Some of this experimentation has been done in the U.S., where stations like Black Ball Radio in Seattle and 2000 Flushes in Minneapolis/St. Paul used the ‘net as a way to solicit programming from listeners, making it possible for almost anyone to become a DJ. 2000 Flushes took the concept the furthest, pretty much doing away with a studio completely and running the station off an automated playlist of contributed MP3 files.
Pirate FM broadcasters in the Netherlands are also experimenting with netcasting as a remote link. Using a computer at each end of the link, the box in the studio encodes and streams the programming to its dialed-in counterpart at the broadcast site, where it is fed directly to the air.
There are still some technical and audio quality issues to deal with, but the legal question it raises is intriguing. Technically, the people in the studio aren’t violating any laws because they’re netcasting. If someone is rebroadcasting their internet feed, they could conceivably claim ignorance of that operation.
If anything, using streaming audio makes enforcement folks jump through a lot more hoops. After all, ‘net connections can be traced. But the more work expended, the less efficient the enforcement.
The main drawback to a streaming audio remote setup is the cost, although this can be mitigated. The computers involved can be stripped down or, in some cases, assembled with salvaged parts from old machines, since they’re being dedicated to serve a single use.
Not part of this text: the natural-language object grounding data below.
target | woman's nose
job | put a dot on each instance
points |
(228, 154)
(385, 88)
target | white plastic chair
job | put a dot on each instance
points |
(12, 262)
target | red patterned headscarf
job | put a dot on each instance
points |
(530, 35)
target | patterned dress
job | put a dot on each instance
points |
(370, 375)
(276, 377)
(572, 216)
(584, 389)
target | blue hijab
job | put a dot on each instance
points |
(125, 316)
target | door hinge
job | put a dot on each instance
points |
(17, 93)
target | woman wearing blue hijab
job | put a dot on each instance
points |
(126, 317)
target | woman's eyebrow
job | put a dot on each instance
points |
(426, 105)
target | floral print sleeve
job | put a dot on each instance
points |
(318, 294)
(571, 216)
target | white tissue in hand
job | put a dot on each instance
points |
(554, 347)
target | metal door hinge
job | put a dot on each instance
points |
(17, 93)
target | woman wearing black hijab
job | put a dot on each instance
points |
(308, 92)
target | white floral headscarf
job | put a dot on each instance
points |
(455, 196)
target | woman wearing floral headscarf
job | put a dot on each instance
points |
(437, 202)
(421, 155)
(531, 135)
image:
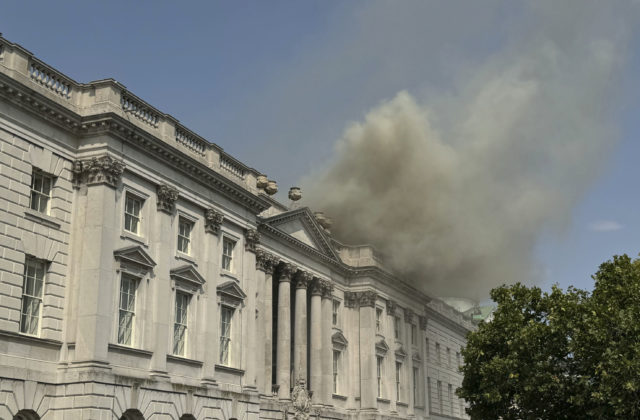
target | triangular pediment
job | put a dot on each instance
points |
(187, 273)
(339, 340)
(135, 255)
(231, 290)
(382, 347)
(302, 225)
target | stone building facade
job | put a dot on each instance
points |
(147, 274)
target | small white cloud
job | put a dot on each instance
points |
(605, 226)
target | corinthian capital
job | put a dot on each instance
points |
(98, 170)
(167, 197)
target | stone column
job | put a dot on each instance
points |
(316, 340)
(302, 280)
(160, 321)
(264, 268)
(368, 374)
(283, 374)
(98, 179)
(327, 348)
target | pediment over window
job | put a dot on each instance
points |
(381, 347)
(301, 225)
(401, 354)
(188, 274)
(231, 293)
(339, 341)
(134, 260)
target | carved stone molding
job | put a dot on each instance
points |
(212, 220)
(99, 170)
(391, 307)
(423, 322)
(167, 197)
(327, 289)
(316, 287)
(303, 279)
(251, 240)
(286, 272)
(408, 315)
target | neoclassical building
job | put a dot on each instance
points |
(147, 274)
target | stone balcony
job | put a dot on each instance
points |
(109, 96)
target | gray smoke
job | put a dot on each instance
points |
(456, 189)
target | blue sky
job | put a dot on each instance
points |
(275, 84)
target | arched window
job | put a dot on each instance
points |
(26, 415)
(132, 414)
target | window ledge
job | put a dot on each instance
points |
(229, 369)
(186, 257)
(225, 273)
(184, 360)
(130, 350)
(42, 218)
(133, 237)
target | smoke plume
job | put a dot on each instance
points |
(455, 190)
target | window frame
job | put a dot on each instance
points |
(36, 263)
(35, 173)
(226, 340)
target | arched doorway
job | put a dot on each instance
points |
(132, 414)
(26, 415)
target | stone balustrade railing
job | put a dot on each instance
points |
(50, 79)
(108, 95)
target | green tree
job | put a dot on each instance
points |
(559, 355)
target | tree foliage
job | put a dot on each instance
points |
(560, 354)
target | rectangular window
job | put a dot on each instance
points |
(132, 208)
(40, 191)
(180, 324)
(398, 367)
(32, 290)
(184, 236)
(336, 365)
(439, 387)
(226, 314)
(416, 377)
(378, 320)
(334, 314)
(227, 254)
(127, 310)
(379, 360)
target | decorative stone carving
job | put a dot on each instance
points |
(316, 287)
(391, 307)
(303, 279)
(286, 272)
(271, 187)
(423, 322)
(251, 239)
(262, 182)
(167, 197)
(212, 220)
(295, 194)
(408, 315)
(327, 289)
(301, 400)
(99, 170)
(368, 298)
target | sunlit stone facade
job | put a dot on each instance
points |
(147, 274)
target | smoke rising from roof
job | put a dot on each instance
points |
(455, 189)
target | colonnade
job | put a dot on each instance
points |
(318, 337)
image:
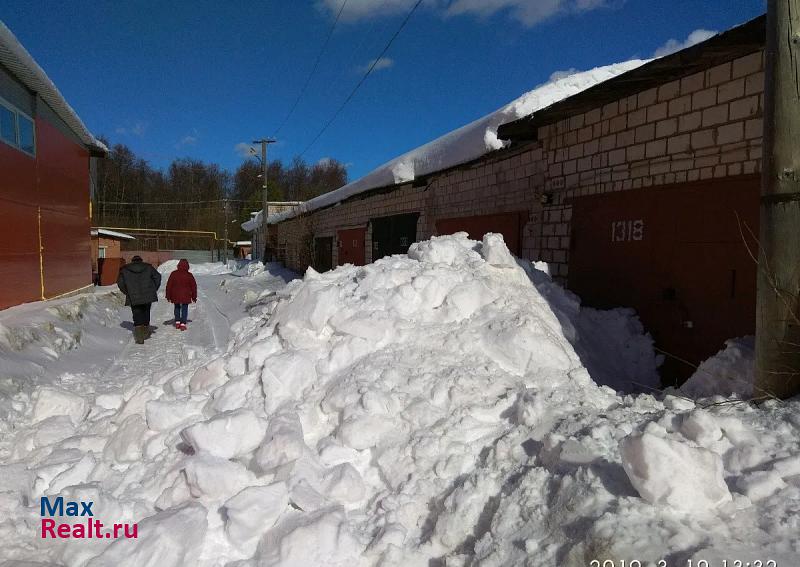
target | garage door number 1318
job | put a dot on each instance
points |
(627, 231)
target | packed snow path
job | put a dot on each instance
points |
(435, 408)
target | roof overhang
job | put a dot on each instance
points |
(21, 64)
(111, 234)
(736, 42)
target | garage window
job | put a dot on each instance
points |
(26, 143)
(8, 129)
(16, 129)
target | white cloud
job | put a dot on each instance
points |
(382, 63)
(138, 129)
(363, 9)
(558, 75)
(673, 45)
(528, 12)
(187, 141)
(243, 149)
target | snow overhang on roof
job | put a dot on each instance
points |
(465, 144)
(111, 234)
(16, 59)
(559, 98)
(736, 42)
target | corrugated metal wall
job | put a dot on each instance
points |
(64, 201)
(19, 236)
(53, 213)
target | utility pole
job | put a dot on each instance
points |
(265, 207)
(777, 314)
(225, 236)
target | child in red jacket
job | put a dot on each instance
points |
(181, 289)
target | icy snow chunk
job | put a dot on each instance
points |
(252, 511)
(288, 543)
(208, 377)
(403, 171)
(172, 538)
(283, 442)
(108, 401)
(701, 427)
(452, 250)
(48, 431)
(787, 466)
(760, 484)
(125, 444)
(236, 365)
(76, 474)
(235, 393)
(163, 415)
(344, 484)
(368, 431)
(495, 251)
(55, 401)
(285, 376)
(262, 350)
(670, 472)
(17, 479)
(227, 435)
(729, 372)
(215, 477)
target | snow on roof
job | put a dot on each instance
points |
(112, 234)
(17, 59)
(462, 145)
(255, 221)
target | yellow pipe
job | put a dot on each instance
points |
(41, 249)
(68, 292)
(159, 230)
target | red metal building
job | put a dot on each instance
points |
(45, 181)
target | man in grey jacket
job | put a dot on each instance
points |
(139, 281)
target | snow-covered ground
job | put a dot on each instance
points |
(435, 408)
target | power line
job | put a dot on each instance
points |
(313, 70)
(170, 202)
(364, 78)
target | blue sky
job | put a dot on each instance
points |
(194, 79)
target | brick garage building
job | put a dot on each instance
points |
(640, 191)
(45, 163)
(107, 254)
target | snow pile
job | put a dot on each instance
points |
(35, 335)
(462, 145)
(427, 409)
(15, 57)
(731, 372)
(250, 269)
(205, 269)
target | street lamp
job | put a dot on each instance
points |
(265, 208)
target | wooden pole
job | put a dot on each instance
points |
(778, 317)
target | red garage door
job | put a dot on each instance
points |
(351, 246)
(677, 256)
(507, 224)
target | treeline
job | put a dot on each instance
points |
(193, 195)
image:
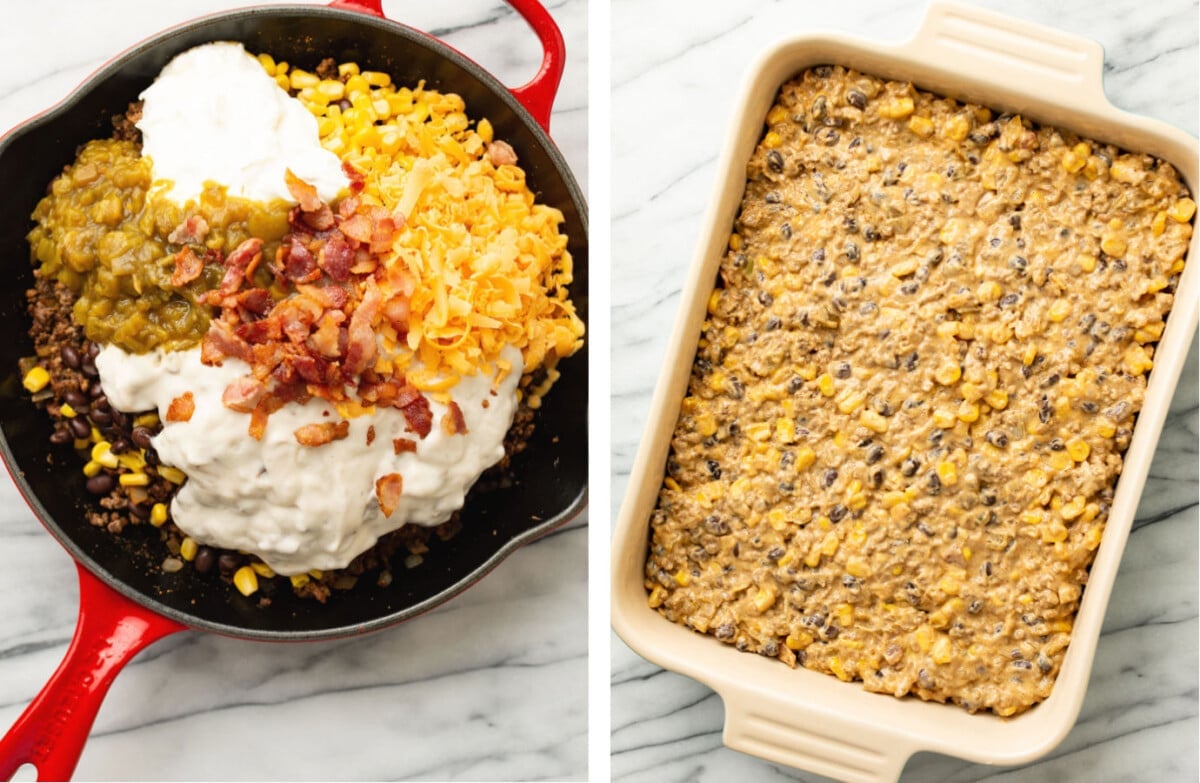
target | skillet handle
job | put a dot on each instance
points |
(538, 94)
(52, 730)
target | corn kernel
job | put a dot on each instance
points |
(103, 454)
(825, 383)
(925, 637)
(942, 651)
(874, 422)
(246, 580)
(1182, 210)
(947, 473)
(948, 374)
(35, 380)
(921, 125)
(1059, 310)
(763, 599)
(897, 108)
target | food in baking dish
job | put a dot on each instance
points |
(285, 314)
(921, 366)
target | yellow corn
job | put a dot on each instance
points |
(246, 580)
(36, 380)
(948, 374)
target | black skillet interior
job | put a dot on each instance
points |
(552, 471)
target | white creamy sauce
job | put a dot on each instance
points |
(304, 507)
(214, 114)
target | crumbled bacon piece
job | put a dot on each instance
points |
(181, 407)
(453, 422)
(190, 232)
(187, 268)
(243, 394)
(322, 432)
(388, 491)
(501, 154)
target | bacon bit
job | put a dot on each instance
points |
(336, 258)
(323, 432)
(190, 232)
(181, 407)
(187, 268)
(360, 346)
(299, 264)
(245, 255)
(419, 416)
(502, 154)
(453, 422)
(305, 193)
(243, 394)
(388, 491)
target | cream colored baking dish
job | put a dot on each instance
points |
(810, 719)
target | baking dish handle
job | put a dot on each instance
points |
(801, 736)
(538, 94)
(973, 42)
(52, 730)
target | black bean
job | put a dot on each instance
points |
(70, 357)
(77, 400)
(79, 428)
(205, 557)
(101, 484)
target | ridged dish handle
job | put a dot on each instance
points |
(798, 736)
(976, 43)
(538, 94)
(52, 730)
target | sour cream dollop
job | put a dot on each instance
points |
(304, 507)
(214, 114)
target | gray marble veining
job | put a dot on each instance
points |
(676, 70)
(490, 686)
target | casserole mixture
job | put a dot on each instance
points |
(921, 366)
(291, 317)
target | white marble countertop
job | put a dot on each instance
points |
(490, 686)
(676, 69)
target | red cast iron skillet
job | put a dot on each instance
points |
(126, 601)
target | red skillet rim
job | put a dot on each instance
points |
(528, 536)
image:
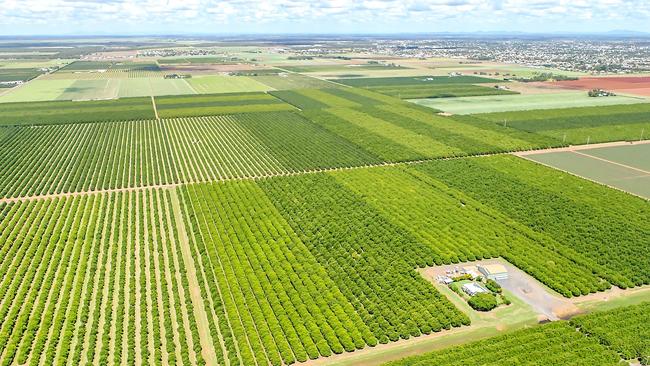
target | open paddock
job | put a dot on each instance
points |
(622, 166)
(504, 103)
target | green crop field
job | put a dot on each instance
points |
(602, 339)
(218, 104)
(140, 87)
(504, 103)
(142, 153)
(580, 125)
(249, 214)
(91, 89)
(417, 80)
(342, 68)
(60, 112)
(22, 74)
(226, 84)
(439, 91)
(624, 167)
(580, 216)
(285, 81)
(37, 90)
(98, 278)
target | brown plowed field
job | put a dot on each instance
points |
(622, 84)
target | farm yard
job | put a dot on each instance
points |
(254, 205)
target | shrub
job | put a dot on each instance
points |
(483, 302)
(493, 286)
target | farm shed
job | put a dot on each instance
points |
(472, 289)
(494, 271)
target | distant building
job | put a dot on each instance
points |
(473, 288)
(494, 271)
(470, 270)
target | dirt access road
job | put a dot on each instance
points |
(542, 300)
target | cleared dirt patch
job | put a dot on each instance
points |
(551, 305)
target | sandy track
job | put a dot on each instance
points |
(195, 293)
(581, 147)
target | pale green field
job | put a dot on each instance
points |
(513, 70)
(504, 103)
(37, 90)
(29, 64)
(292, 81)
(142, 87)
(226, 84)
(91, 89)
(624, 167)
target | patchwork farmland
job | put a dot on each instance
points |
(266, 215)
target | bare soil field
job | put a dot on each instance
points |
(208, 68)
(638, 85)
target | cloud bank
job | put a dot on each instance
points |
(318, 16)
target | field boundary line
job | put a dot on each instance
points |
(585, 178)
(155, 110)
(520, 153)
(612, 162)
(191, 272)
(573, 148)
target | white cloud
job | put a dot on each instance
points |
(324, 14)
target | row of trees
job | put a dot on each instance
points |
(368, 258)
(625, 330)
(550, 344)
(596, 231)
(61, 256)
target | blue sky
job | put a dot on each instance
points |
(50, 17)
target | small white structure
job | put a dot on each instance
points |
(472, 289)
(471, 270)
(494, 271)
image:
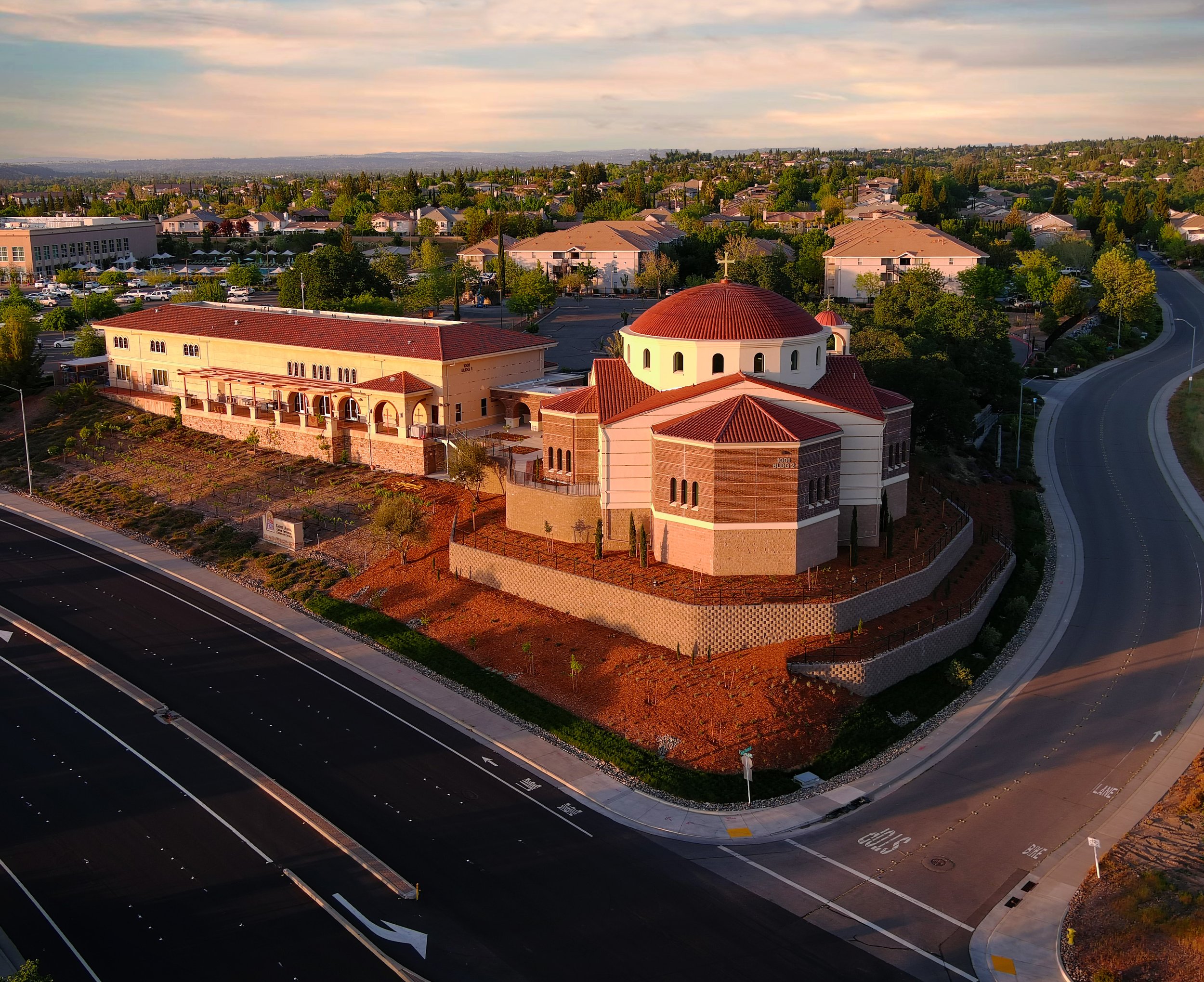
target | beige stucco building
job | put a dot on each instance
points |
(40, 247)
(360, 388)
(730, 432)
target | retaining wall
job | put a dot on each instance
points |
(871, 677)
(668, 623)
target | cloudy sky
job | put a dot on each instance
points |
(122, 79)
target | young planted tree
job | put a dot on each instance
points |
(469, 466)
(403, 519)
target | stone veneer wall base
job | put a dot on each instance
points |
(871, 677)
(668, 623)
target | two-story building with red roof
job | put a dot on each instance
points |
(730, 432)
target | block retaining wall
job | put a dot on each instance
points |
(871, 677)
(667, 623)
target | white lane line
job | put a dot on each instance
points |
(300, 662)
(50, 920)
(151, 764)
(851, 915)
(880, 884)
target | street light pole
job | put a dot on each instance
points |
(1191, 365)
(25, 431)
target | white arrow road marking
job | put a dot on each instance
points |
(391, 932)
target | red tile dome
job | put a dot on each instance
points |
(726, 312)
(830, 319)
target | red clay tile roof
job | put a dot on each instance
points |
(581, 401)
(430, 341)
(890, 400)
(747, 419)
(726, 312)
(830, 319)
(401, 382)
(617, 388)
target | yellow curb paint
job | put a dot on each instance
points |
(1003, 964)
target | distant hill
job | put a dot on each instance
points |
(383, 163)
(20, 171)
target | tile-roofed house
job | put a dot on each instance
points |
(480, 253)
(617, 249)
(747, 419)
(401, 382)
(888, 248)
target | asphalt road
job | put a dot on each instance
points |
(517, 884)
(964, 834)
(136, 873)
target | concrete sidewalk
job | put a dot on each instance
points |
(1021, 943)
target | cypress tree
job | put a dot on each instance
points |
(1059, 205)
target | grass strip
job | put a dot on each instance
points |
(601, 743)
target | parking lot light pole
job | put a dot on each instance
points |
(25, 431)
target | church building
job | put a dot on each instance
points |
(730, 431)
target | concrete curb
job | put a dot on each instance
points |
(1022, 943)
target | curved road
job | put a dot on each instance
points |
(960, 837)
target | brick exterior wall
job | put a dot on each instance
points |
(872, 676)
(668, 623)
(564, 435)
(528, 507)
(745, 551)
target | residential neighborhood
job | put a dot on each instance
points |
(681, 493)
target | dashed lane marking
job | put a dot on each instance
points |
(851, 916)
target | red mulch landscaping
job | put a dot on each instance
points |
(704, 712)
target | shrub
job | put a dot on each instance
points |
(959, 676)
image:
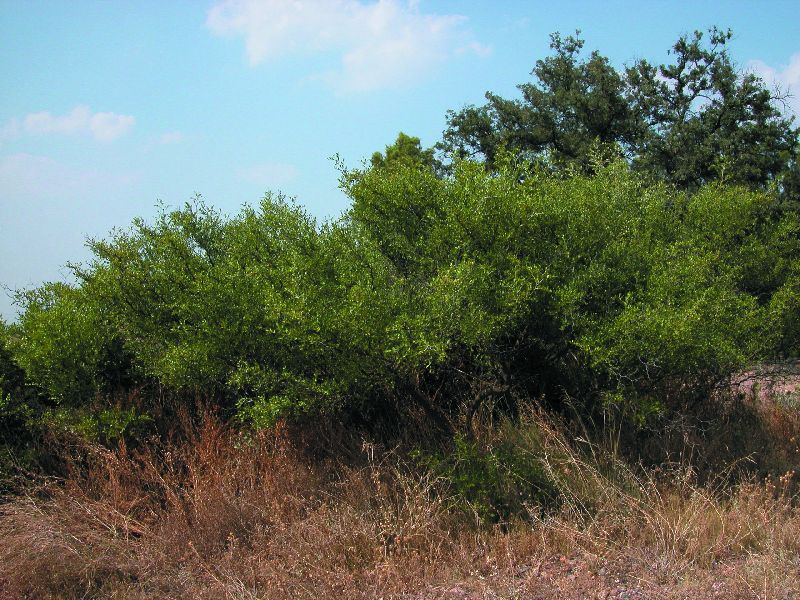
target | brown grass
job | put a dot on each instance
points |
(224, 514)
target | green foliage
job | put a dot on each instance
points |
(405, 152)
(106, 426)
(496, 482)
(690, 122)
(466, 291)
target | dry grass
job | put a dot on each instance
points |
(225, 515)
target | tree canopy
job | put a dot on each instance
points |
(694, 120)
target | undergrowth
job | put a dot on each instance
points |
(516, 510)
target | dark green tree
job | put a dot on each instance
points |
(695, 120)
(572, 104)
(406, 151)
(706, 120)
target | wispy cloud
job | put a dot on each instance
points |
(388, 43)
(785, 78)
(171, 137)
(268, 174)
(102, 126)
(24, 176)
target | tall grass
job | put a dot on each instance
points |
(227, 514)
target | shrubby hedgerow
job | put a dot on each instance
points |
(450, 293)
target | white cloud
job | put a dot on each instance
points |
(9, 130)
(24, 176)
(268, 174)
(785, 79)
(102, 126)
(380, 44)
(171, 137)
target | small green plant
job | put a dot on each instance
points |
(496, 482)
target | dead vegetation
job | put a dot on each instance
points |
(225, 514)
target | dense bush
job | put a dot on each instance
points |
(457, 293)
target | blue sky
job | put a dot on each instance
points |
(111, 107)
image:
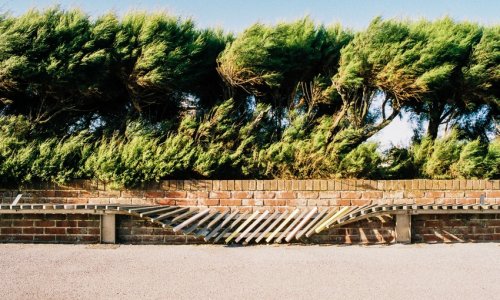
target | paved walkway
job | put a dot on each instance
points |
(459, 271)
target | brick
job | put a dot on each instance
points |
(307, 195)
(208, 202)
(33, 230)
(66, 194)
(66, 223)
(252, 202)
(252, 185)
(22, 223)
(455, 194)
(241, 195)
(220, 195)
(186, 202)
(351, 195)
(164, 201)
(120, 201)
(434, 194)
(474, 194)
(45, 223)
(92, 223)
(110, 194)
(493, 194)
(285, 195)
(264, 195)
(360, 202)
(88, 194)
(296, 202)
(316, 185)
(173, 194)
(197, 195)
(274, 202)
(424, 201)
(329, 195)
(81, 230)
(318, 202)
(238, 185)
(259, 185)
(372, 194)
(230, 202)
(340, 202)
(11, 230)
(55, 230)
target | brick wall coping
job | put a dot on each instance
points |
(276, 185)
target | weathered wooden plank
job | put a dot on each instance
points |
(191, 220)
(170, 214)
(141, 209)
(301, 224)
(230, 227)
(328, 216)
(242, 226)
(311, 224)
(262, 226)
(201, 222)
(157, 211)
(289, 228)
(221, 225)
(252, 226)
(184, 215)
(283, 224)
(16, 200)
(268, 229)
(335, 217)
If the cost of Internet access keeps going down and bandwidth availability improves, this technique, too, should improve.
As the stakes grow higher in the fight to free the airwaves, security is becoming more important for the pirate broadcaster. There is no completely secure method of broadcasting without a license; the act itself makes sure of that.
But any safety net is better than no net at all – and the more struggle one makes before going down, the better off others may be.